Now I can ask questions to my DB.
What are the longest and shortest runs?
print("Date of the longest run:", df_dataset['cumulative_distance'].idxmax())
print("Date of the shortest run:", df_dataset['cumulative_distance'].idxmin())
which returns:
Date of the longest run: 2023-09-14 00:00:00
Date of the shortest run: 2017-12-14 00:00:00
and now if we want to display the corresponding distances:
print("Distance of the longest run: {0:1.2f}km.".format(df_dataset.loc["2023-09-14"]['cumulative_distance']))
print("Distance of the shortest run: {0:1.2f}km.".format(df_dataset.loc["2017-12-14"]['cumulative_distance']))
which returns:
Distance of the longest run: 15.49km.
Distance of the shortest run: 5.75km.
The graph below hightlights in red and blue the longest and shortest runs of the run club. We can see that the shortest one was when the club was starting its run from NDG, and the longest one (as of today middle of September 2025) was starting from the actual meeting point at Espace Ciele. The shortest one was probably a very flat run looking at the path followed avoiding Summit Circle or the St-Joseph oratoire.
What is the cumulated distance of all runs since its beginning???
run_dist_cumulated = gdf_dataset.cumulative_distance.astype("float").sum()
year_start = gdf_dataset.index[0].year
year_now = gdf_dataset.index[-1].year
print("Total distance ran over the years from {1:1.0f} to {2:1.0f} is is {0:1.0f}km.".format(run_dist_cumulated,year_start,year_now))
which returns this:
Total distance ran over the years from 2017 to 2025 is is 3333km.
Of course there is some errors in those numbers. I have collectec many gps traces from many different sensors, and therefore there are some variations. I will say in a complete empirically approach that there is 5% marge of error in those km displayed.
Where did we run?
Below the code I use to create the figure displayed after those lines:
fig, ax = plt.subplots(1, 1, figsize=(16,16))
# display all the runs
gdf_dataset.plot(ax=ax,linewidth=0.6, color='gray', alpha=0.5)

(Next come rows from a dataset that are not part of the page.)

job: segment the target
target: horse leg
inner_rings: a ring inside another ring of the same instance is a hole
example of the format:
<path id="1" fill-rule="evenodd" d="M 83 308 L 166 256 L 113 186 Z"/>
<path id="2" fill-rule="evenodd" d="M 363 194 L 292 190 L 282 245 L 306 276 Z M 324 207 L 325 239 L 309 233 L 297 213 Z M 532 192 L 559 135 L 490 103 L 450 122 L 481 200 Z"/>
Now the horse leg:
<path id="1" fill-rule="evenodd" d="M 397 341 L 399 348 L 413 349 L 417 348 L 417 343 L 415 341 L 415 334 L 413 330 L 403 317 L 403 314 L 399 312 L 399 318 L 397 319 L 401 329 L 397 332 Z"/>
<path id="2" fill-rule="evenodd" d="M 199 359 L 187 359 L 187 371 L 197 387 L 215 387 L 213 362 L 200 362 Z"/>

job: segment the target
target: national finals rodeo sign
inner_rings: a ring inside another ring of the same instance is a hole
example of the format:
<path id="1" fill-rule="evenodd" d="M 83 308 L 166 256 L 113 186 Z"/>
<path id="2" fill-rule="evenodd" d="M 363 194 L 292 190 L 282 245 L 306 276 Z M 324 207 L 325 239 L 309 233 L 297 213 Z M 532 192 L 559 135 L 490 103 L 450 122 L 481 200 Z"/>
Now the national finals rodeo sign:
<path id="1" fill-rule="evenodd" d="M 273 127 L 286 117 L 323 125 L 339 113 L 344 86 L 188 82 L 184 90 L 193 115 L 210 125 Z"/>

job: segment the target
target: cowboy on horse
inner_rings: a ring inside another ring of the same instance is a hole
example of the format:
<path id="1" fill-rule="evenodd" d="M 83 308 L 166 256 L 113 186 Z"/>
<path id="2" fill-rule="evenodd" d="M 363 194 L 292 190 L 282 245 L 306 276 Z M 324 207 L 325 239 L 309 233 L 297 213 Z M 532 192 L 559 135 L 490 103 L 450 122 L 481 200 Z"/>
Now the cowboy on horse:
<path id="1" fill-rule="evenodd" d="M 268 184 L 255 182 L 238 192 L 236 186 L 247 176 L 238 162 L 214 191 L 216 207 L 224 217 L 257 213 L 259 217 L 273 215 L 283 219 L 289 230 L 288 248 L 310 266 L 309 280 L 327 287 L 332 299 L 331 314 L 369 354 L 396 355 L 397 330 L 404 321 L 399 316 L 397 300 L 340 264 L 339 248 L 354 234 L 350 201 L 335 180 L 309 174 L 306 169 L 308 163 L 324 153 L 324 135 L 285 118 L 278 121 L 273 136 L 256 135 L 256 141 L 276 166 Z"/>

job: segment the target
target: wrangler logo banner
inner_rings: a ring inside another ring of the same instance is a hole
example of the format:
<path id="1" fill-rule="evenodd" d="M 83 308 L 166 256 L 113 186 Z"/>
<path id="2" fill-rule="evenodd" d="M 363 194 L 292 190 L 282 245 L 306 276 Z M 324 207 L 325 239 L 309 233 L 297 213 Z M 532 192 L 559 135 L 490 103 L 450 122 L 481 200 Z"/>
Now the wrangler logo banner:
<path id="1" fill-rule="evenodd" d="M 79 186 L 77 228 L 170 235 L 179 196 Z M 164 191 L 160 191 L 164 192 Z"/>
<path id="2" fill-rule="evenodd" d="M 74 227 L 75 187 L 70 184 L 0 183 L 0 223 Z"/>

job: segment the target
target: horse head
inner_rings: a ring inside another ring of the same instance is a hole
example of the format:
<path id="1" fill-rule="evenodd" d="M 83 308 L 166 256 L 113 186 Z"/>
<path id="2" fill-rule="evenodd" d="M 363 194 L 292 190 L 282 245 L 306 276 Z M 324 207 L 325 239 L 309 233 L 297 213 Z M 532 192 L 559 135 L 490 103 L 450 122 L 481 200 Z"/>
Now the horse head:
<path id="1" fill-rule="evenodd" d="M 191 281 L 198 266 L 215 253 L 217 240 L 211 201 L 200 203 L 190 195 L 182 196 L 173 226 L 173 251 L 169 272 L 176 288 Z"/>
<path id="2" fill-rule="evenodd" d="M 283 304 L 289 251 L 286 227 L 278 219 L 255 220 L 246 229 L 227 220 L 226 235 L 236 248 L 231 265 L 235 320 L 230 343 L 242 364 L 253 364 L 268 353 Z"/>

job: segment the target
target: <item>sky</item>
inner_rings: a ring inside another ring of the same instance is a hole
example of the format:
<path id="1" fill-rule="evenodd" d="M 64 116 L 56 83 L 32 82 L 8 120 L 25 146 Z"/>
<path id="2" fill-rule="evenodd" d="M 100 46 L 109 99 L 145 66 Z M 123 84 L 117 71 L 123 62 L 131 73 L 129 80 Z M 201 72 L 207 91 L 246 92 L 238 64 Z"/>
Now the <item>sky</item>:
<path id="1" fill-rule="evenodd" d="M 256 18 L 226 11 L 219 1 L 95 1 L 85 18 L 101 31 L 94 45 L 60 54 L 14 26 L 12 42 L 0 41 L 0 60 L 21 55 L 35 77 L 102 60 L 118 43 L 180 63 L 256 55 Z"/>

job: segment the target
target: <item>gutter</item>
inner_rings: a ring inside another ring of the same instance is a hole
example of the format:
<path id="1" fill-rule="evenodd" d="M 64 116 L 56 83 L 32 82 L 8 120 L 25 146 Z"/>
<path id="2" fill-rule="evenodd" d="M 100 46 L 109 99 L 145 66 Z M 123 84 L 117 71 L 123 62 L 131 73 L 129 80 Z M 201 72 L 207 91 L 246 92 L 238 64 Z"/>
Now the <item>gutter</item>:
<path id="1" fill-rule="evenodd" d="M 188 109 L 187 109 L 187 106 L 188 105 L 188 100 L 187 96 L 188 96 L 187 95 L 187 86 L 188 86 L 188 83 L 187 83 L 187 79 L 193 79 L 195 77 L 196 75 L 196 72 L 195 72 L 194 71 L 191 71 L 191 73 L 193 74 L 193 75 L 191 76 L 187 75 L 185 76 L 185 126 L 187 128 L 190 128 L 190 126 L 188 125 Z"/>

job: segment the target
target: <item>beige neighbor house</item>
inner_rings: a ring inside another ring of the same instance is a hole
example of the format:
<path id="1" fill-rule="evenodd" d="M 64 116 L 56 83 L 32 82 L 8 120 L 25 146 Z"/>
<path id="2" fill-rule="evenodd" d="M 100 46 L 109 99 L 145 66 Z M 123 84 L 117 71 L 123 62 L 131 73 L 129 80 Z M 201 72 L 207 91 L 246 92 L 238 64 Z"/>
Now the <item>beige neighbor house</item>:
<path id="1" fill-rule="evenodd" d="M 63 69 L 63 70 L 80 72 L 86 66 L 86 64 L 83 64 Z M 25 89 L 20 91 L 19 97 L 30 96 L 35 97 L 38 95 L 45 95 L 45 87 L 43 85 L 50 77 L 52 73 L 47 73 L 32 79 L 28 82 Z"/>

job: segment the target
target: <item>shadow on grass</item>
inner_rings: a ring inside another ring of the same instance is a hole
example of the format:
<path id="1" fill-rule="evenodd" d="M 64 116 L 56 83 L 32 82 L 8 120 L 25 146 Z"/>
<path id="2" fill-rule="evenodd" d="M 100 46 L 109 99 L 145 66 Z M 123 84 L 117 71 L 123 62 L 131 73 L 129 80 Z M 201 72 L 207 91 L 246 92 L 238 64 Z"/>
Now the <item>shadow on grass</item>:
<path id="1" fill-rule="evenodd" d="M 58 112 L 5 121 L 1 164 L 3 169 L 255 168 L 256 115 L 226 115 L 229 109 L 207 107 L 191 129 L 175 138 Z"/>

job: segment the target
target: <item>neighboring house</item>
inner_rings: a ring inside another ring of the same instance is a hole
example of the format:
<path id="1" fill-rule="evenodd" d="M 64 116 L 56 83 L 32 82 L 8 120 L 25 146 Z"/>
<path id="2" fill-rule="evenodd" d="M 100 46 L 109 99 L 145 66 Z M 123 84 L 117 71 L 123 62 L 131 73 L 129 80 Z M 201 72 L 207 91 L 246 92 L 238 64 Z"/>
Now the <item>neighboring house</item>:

# display the runs of this 8th year in black
gdf_dataset.loc["2024-09-14":"2025-09-13",:].plot(ax=ax,linewidth=1, color='black')#'#88B04B')
ax.set_facecolor('#C4C7E2')
ax.set_xlabel('Longitude')
ax.set_ylabel('Latitude')
ax.set_title('Run paths RunRite 8th season')
ax.axis("tight");
Graph showing where we did go during the year 2024-2025.
Saddly I wasn’t in Montreal the Thursday the group did go East, took the Jacques Cartier bridge and came back by the Parc Jean-Drapeau.
Similar graph combining all seasons, from top to bottom 2017 to 2025. It’s a wip graph.
Why did we run?
Absolutely no idea.
Behind the scene
As mentionned above it is not my first iteration on that project. The difference is now I can create my DB in a few lines of code, much less than the first attempt. It is also easier to update my DB as every week I have new data to add.
There is always something to improve. For exemple I have tried two functions from different modules to import data from gpx files and both don’t give me exactly the same values, I need to investigate that. I haven’t played much with elevation data and that’s probably the next layer of information to add to the graphs I have produced.
Finally it can be done live, in a sense it can be used to illustrate the life of this run club in a presentation, showing interactively where we went using the Python notebook.